Cette ville dans la ville, avec sa citadelle du XVIe siècle des frères Barberousse, ses mosquées, ses palais ottomans, ses hammams et ses petites maisons, a subi des tremblements de terre, des incendies et des inondations qui ont fragilisé ses constructions quand ils ne les ont pas tout simplement détruites. L’Unesco a décerné, en 1992, la distinction de « valeur exceptionnelle » à la médina algéroise soulignant un « système complexe et original qui s’est adapté (...) à un site fortement accidenté », sur le flanc d’une colline de 118 m de dénivelée. Mais peu de mesures ont été prises et sans doute pas assez rapidement depuis pour protéger la Casbah avec ses 105 hectares et plus d’un millier de maisons restantes, selon les estimations. Ainsi, explique Abdelwahab Zekkar, directeur de l’Office national de gestion et d’exploitation des biens culturels protégés (OGBC), le plan de sauvegarde a été lancé en janvier 2007 seulement. « Et les études se sont terminées en mai 2010, donc cela a duré plus de 3 ans », souligne-t-il. Ces bâtiments, à « plus de 80 % des propriétés privées », ont été abandonnés durant la guerre civile des années 1990 offrant avec les ruelles tortueuses un repaire de choix aux islamistes, après avoir été dans les années 1950 celui des indépendantistes. Les gens ont alors « fait ce qu’ils voulaient », y construisant n’importe quoi n’importe comment. Errer dans cette médina réserve bien des surprises. Quelques maisons ont été restaurées sur les hauteurs, ou un palais par-ci, une mosquée par-là, tandis que la citadelle a été confiée à des rebâtisseurs polonais.
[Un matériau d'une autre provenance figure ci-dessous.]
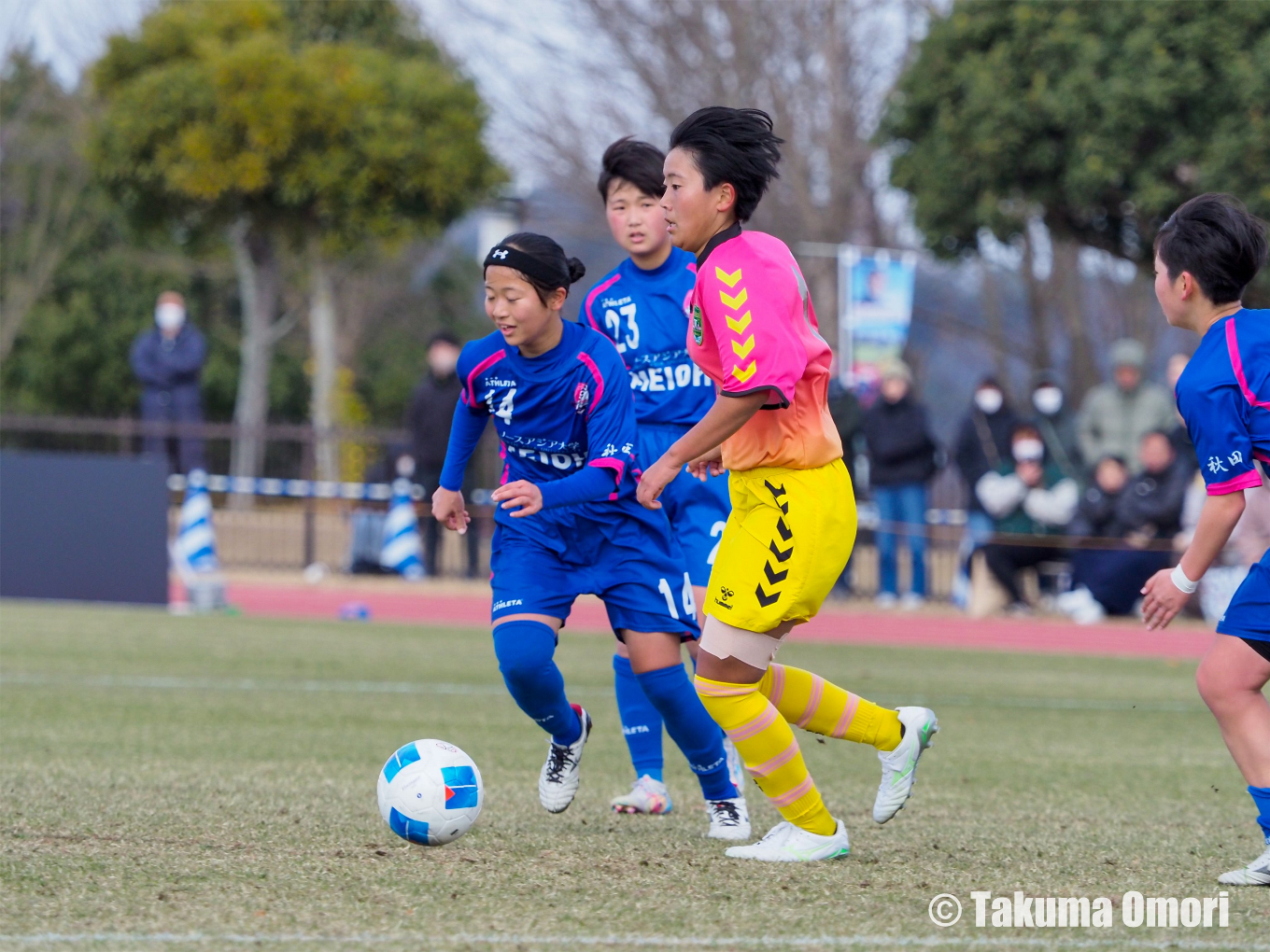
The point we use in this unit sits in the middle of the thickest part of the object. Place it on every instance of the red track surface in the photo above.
(833, 624)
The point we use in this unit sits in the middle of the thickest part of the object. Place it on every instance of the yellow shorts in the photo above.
(786, 542)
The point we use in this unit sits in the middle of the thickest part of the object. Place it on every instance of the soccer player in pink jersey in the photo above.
(754, 330)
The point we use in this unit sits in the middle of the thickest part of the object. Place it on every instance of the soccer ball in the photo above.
(430, 792)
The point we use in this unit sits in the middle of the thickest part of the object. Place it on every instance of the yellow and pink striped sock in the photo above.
(822, 707)
(771, 754)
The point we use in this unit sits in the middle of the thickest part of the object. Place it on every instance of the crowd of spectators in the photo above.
(1091, 501)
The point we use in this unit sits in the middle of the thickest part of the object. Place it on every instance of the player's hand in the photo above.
(653, 482)
(450, 511)
(1161, 599)
(522, 496)
(708, 465)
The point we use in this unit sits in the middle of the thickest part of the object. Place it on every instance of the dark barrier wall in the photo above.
(83, 527)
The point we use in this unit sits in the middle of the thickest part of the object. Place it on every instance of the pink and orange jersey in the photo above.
(754, 328)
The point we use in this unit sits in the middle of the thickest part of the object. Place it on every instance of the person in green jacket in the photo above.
(1115, 416)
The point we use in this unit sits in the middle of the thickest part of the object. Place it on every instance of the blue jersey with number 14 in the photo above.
(644, 314)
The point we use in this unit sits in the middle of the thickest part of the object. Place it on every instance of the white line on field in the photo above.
(432, 940)
(383, 687)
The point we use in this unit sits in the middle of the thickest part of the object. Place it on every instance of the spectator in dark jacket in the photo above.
(847, 419)
(1149, 511)
(168, 360)
(900, 461)
(981, 446)
(1030, 500)
(429, 418)
(1096, 513)
(1057, 423)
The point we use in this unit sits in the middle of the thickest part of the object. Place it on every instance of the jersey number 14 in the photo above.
(505, 405)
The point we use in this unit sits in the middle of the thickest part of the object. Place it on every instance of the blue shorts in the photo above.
(698, 511)
(1249, 613)
(642, 589)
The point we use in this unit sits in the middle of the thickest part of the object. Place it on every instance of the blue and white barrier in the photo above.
(193, 551)
(311, 489)
(194, 547)
(402, 549)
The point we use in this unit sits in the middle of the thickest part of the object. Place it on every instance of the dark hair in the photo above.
(1216, 239)
(634, 161)
(444, 337)
(553, 259)
(736, 147)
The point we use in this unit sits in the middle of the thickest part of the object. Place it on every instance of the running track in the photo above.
(833, 624)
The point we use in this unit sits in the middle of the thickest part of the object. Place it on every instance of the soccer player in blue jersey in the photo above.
(642, 305)
(568, 524)
(1206, 256)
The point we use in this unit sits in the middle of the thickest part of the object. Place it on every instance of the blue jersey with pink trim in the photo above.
(556, 414)
(1223, 395)
(644, 313)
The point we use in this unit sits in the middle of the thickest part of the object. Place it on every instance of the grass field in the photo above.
(210, 782)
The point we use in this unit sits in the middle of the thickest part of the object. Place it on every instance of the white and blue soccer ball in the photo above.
(430, 792)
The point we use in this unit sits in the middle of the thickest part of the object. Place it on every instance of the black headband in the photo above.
(515, 258)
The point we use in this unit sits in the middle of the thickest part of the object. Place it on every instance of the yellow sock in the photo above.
(821, 707)
(766, 744)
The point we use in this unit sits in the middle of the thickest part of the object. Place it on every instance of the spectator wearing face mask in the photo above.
(429, 418)
(900, 461)
(1115, 415)
(1055, 423)
(1147, 510)
(981, 446)
(168, 360)
(1029, 497)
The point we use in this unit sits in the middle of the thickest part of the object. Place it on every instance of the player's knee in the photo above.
(1214, 686)
(524, 648)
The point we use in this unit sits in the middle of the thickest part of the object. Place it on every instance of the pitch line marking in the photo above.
(434, 941)
(380, 687)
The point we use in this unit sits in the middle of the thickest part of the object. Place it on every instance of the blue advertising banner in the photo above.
(875, 301)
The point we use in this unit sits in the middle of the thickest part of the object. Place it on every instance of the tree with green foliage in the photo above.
(1096, 119)
(286, 123)
(45, 187)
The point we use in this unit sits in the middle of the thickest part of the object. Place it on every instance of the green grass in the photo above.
(147, 786)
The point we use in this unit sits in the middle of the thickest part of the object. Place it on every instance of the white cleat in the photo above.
(786, 843)
(557, 783)
(899, 765)
(646, 796)
(729, 819)
(1255, 874)
(736, 765)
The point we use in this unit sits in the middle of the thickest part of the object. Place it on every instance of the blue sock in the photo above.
(525, 651)
(642, 723)
(691, 727)
(1262, 797)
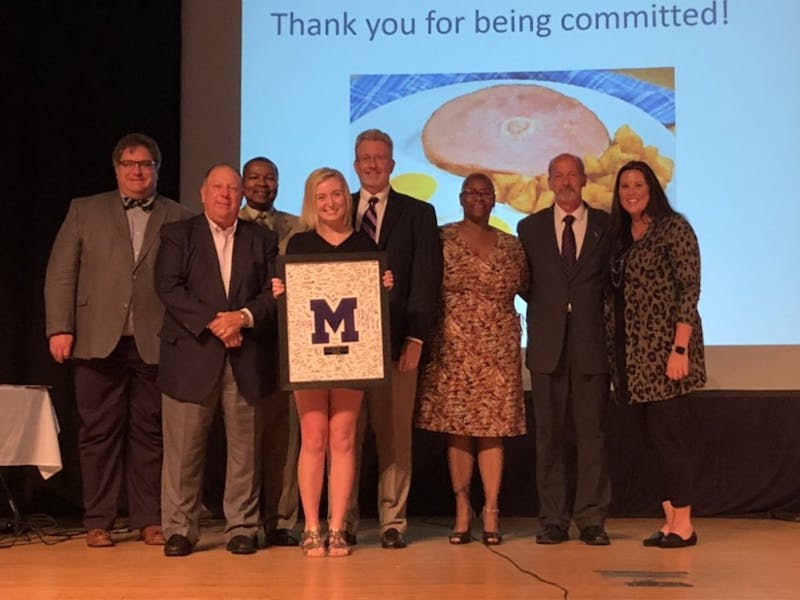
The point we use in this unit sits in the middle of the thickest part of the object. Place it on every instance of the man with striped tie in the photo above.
(405, 228)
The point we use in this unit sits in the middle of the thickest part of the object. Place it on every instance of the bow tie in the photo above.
(146, 204)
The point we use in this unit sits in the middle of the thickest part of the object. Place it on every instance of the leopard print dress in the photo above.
(658, 281)
(472, 384)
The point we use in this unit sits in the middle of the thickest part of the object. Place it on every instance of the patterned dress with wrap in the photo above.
(472, 382)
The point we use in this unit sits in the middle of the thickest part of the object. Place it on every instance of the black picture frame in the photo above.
(333, 321)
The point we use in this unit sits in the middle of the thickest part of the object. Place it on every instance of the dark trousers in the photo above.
(563, 400)
(120, 433)
(665, 433)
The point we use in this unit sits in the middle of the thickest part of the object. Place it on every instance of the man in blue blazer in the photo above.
(405, 228)
(213, 275)
(567, 250)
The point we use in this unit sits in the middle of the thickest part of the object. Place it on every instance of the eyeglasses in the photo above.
(142, 164)
(477, 193)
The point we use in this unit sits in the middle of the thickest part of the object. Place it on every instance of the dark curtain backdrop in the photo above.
(82, 74)
(77, 76)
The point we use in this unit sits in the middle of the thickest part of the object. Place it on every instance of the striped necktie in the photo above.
(568, 246)
(369, 222)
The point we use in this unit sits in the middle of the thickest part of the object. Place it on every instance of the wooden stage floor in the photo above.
(735, 559)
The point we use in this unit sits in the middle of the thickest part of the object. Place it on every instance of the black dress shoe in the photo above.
(654, 539)
(177, 545)
(283, 537)
(552, 534)
(241, 544)
(673, 540)
(594, 535)
(392, 538)
(460, 537)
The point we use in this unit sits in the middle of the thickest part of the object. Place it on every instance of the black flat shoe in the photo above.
(283, 537)
(393, 539)
(177, 545)
(492, 538)
(673, 540)
(241, 544)
(594, 535)
(653, 539)
(460, 537)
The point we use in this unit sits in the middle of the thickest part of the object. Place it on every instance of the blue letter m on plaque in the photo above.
(346, 311)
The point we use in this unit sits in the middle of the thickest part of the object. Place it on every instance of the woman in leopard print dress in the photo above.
(655, 333)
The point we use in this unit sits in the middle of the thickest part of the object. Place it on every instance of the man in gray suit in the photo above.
(567, 250)
(102, 311)
(405, 228)
(280, 501)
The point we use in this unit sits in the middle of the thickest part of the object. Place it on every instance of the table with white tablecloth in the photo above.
(29, 429)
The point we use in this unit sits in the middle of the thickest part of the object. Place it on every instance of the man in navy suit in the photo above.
(567, 250)
(213, 275)
(406, 229)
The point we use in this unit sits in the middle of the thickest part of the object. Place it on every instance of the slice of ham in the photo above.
(510, 129)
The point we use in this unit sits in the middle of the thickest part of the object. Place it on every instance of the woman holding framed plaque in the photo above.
(328, 415)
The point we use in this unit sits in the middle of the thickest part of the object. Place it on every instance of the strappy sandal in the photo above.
(311, 543)
(337, 545)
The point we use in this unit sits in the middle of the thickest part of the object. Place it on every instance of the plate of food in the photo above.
(511, 129)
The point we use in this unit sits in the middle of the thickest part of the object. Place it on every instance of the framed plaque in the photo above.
(333, 321)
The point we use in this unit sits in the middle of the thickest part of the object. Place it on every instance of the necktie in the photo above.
(369, 222)
(265, 219)
(569, 248)
(146, 204)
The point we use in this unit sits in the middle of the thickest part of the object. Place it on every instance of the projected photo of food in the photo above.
(510, 125)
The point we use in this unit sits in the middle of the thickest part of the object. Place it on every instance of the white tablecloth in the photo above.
(29, 429)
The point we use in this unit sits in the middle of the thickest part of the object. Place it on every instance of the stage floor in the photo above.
(735, 558)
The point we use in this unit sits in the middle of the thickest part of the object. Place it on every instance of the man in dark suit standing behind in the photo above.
(213, 274)
(567, 250)
(280, 501)
(406, 229)
(103, 312)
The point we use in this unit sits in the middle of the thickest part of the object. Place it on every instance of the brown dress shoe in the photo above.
(98, 538)
(152, 535)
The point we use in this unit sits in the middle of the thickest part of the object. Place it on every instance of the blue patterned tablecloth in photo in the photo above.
(368, 92)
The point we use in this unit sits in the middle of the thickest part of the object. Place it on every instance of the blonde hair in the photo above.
(308, 215)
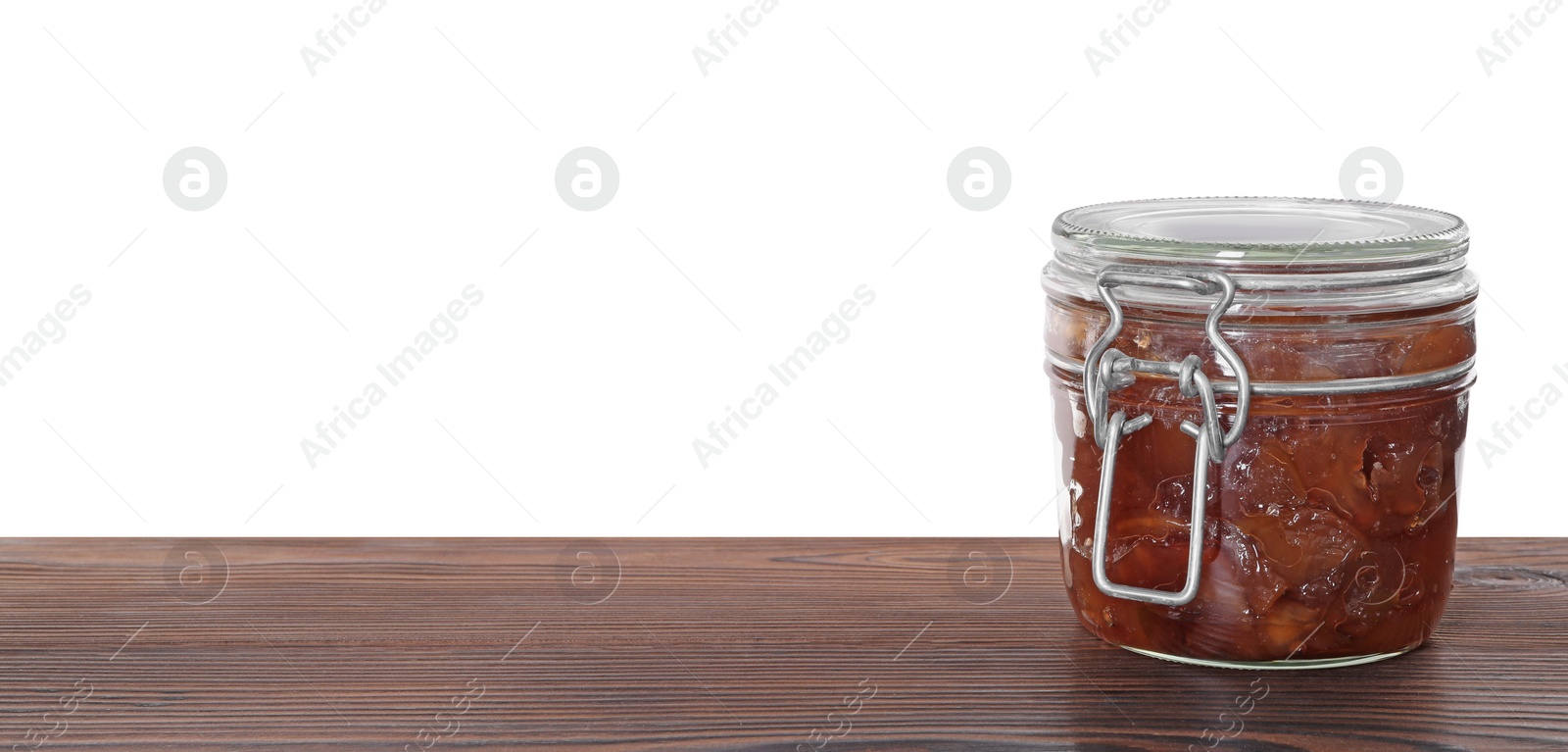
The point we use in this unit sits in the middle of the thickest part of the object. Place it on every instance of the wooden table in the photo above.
(705, 644)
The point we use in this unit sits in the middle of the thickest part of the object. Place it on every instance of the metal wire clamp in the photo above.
(1107, 370)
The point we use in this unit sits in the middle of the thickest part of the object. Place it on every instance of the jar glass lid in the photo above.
(1356, 255)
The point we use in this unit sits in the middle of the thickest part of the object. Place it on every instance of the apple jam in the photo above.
(1330, 460)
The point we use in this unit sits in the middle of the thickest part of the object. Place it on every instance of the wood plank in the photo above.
(705, 644)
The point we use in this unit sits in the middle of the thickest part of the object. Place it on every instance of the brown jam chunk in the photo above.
(1330, 525)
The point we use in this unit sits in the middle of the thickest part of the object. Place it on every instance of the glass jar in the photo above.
(1300, 365)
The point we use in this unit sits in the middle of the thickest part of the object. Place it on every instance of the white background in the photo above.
(773, 187)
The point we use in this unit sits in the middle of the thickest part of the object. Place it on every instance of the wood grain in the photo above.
(705, 644)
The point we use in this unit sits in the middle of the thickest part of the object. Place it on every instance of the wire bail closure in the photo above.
(1109, 370)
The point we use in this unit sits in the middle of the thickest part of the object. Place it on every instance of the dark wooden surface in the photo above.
(708, 644)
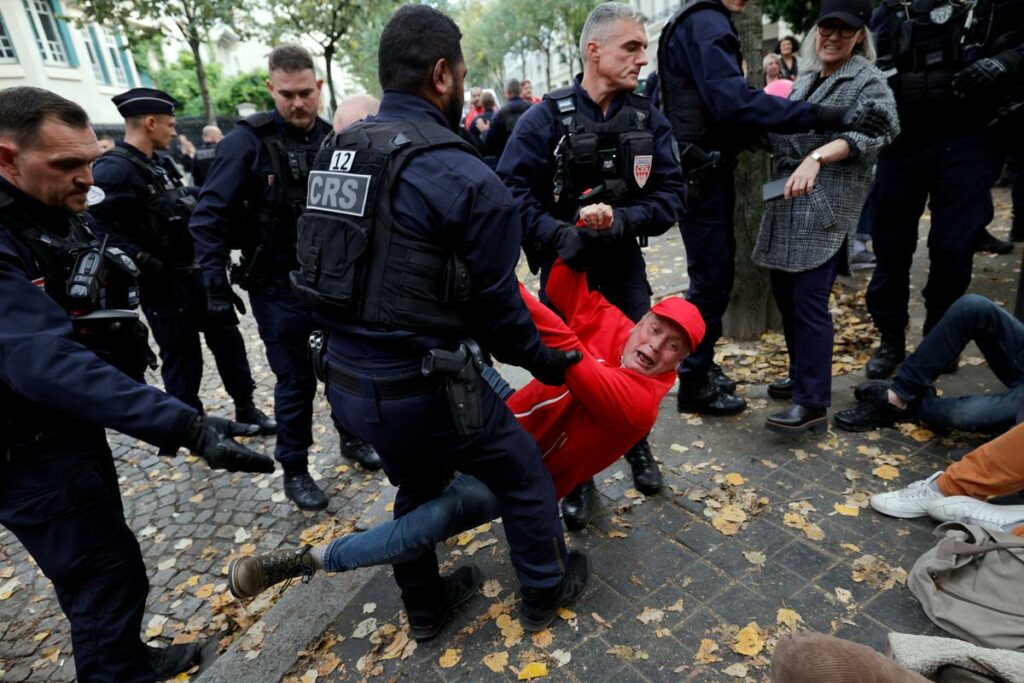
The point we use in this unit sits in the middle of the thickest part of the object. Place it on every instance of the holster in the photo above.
(460, 371)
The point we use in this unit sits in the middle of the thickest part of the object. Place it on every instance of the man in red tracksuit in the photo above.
(609, 400)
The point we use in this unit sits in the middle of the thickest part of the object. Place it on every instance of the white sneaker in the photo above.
(914, 501)
(969, 510)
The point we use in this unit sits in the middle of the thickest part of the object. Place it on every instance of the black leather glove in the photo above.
(221, 302)
(210, 438)
(553, 365)
(571, 247)
(984, 73)
(148, 263)
(860, 118)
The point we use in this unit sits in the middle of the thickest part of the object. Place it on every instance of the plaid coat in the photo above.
(801, 233)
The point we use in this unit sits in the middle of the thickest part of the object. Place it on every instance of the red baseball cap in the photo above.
(683, 313)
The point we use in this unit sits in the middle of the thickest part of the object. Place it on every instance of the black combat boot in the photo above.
(780, 389)
(646, 476)
(250, 415)
(541, 605)
(302, 491)
(360, 452)
(891, 352)
(707, 397)
(250, 575)
(459, 587)
(173, 659)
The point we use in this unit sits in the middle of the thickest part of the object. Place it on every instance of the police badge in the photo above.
(641, 169)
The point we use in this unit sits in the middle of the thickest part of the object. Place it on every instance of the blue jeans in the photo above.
(1000, 339)
(465, 504)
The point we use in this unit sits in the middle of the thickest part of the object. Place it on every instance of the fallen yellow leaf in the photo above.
(496, 662)
(846, 510)
(750, 641)
(450, 658)
(887, 472)
(532, 670)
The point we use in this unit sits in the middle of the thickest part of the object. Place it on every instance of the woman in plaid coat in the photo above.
(805, 237)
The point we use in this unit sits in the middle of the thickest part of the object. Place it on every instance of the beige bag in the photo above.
(972, 585)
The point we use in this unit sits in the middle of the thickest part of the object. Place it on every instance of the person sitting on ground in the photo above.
(610, 399)
(958, 493)
(910, 394)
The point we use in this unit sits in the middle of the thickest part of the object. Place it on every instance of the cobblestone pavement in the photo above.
(747, 525)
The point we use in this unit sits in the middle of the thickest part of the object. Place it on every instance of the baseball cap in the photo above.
(854, 13)
(683, 313)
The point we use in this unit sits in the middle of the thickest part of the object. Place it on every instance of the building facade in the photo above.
(41, 45)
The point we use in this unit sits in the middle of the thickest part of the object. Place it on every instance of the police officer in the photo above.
(954, 57)
(445, 238)
(204, 156)
(140, 203)
(715, 114)
(254, 194)
(596, 141)
(65, 310)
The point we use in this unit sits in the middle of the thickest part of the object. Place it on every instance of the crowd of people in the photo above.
(379, 255)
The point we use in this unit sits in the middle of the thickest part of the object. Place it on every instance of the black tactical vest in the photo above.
(270, 215)
(610, 162)
(356, 263)
(163, 227)
(681, 100)
(203, 161)
(95, 284)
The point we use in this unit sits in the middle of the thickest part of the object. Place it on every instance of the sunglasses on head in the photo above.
(826, 29)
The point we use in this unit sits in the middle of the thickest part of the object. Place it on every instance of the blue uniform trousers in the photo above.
(285, 328)
(952, 174)
(421, 451)
(707, 226)
(181, 355)
(620, 274)
(803, 300)
(59, 497)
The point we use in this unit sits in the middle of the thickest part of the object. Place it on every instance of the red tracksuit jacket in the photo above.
(603, 409)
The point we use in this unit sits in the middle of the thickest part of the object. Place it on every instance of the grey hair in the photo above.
(601, 19)
(810, 61)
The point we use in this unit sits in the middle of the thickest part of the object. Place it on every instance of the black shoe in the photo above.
(360, 452)
(873, 411)
(250, 415)
(781, 389)
(173, 659)
(541, 605)
(720, 379)
(578, 506)
(986, 242)
(891, 352)
(460, 586)
(708, 399)
(250, 575)
(302, 491)
(797, 419)
(646, 476)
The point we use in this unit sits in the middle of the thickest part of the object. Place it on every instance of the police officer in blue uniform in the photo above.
(207, 152)
(955, 57)
(597, 141)
(70, 345)
(715, 114)
(254, 194)
(408, 249)
(142, 206)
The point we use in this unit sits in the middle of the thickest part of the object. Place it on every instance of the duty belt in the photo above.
(386, 388)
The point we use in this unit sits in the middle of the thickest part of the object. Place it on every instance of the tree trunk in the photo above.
(204, 86)
(752, 309)
(328, 60)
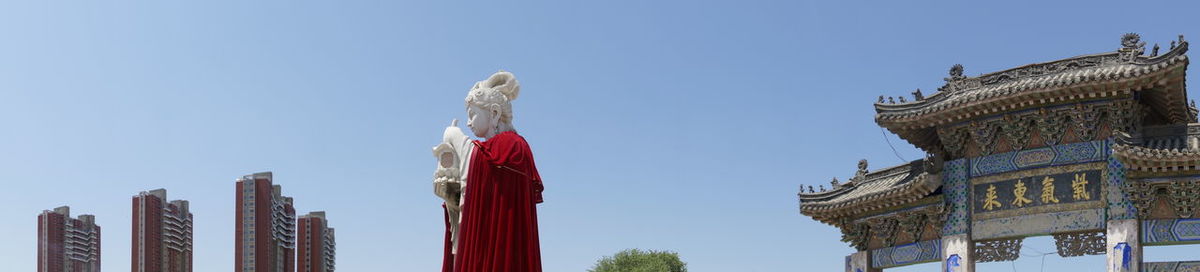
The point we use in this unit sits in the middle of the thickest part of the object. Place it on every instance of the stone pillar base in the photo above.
(1123, 246)
(957, 252)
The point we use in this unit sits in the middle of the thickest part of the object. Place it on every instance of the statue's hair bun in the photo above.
(505, 83)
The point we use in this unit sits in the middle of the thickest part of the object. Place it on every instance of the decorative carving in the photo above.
(915, 224)
(1131, 47)
(1017, 131)
(958, 82)
(933, 162)
(1050, 126)
(1080, 243)
(1143, 195)
(984, 134)
(862, 170)
(955, 73)
(1183, 194)
(997, 251)
(1085, 118)
(855, 234)
(939, 217)
(953, 139)
(883, 229)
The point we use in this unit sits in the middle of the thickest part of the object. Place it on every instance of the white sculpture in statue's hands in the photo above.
(450, 177)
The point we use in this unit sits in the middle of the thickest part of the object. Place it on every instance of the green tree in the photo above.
(636, 260)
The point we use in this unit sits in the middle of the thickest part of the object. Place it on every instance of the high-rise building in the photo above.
(267, 227)
(316, 246)
(162, 234)
(65, 243)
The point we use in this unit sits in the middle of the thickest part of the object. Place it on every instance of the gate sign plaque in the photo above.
(1037, 191)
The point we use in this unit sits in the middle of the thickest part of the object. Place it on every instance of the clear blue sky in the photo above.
(659, 125)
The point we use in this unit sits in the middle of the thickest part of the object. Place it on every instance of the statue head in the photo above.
(490, 104)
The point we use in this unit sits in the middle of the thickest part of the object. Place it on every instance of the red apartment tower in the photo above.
(316, 246)
(162, 234)
(267, 227)
(65, 243)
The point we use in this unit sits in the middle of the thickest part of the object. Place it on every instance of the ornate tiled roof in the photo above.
(1159, 78)
(1161, 149)
(870, 191)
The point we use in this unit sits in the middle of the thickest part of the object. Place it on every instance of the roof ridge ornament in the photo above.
(1131, 47)
(862, 171)
(957, 82)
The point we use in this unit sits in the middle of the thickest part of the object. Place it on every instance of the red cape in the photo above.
(499, 216)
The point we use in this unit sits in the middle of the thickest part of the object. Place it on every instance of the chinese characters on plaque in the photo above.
(1037, 191)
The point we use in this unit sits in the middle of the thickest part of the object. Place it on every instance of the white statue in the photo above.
(490, 113)
(450, 177)
(491, 186)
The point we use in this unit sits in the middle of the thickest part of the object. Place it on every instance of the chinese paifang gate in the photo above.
(1099, 151)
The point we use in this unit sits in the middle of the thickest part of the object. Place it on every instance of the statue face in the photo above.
(481, 121)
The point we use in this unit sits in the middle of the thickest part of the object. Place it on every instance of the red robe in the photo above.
(499, 216)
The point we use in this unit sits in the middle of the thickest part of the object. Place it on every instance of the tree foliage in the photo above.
(636, 260)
Mais la surpopulation et l’insalubrité règnent dans la majorité des rues, où nombre de maisons s’écroulent. Entre les échafaudages, les armatures en bois ou les poutres métalliques qui retiennent les murs, des terrains vagues remplis de détritus malodorants font le bonheur des chats errants. « Aujourd’hui, elle est en train de tomber », déplore Faïdi, lauréat l’an dernier du prix national d’architecture. Le site « est en pente et donc toutes les maisons s’appuient l’une sur l’autre », relève Zekkar. Et lorsque l’une glisse « tout le reste peut s’écrouler derrière ». Certes, les habitants les plus menacés par l’écroulement de leur toit sont relogés. Mais aussitôt un cousin, un voisin, un ami s’installe dans ces locaux pour exiger à son tour d’être relogé. « Un véritable trafic », déplore Halim Faïdi, un architecte spécialiste de la Casbah. Déjà, la démographie a considérablement gonflé sa population, note de son côté le responsable de l’OGBC. « Forte de 25 à 30 000 âmes dans les années 1800, cette cité née en 950 abrite maintenant plus de 51 à 52 000 âmes », dit-il. Sans compter que les Français durant leur occupation (1830-1962) l’ont découpée et amputée de sa partie basse qui la reliait à la mer.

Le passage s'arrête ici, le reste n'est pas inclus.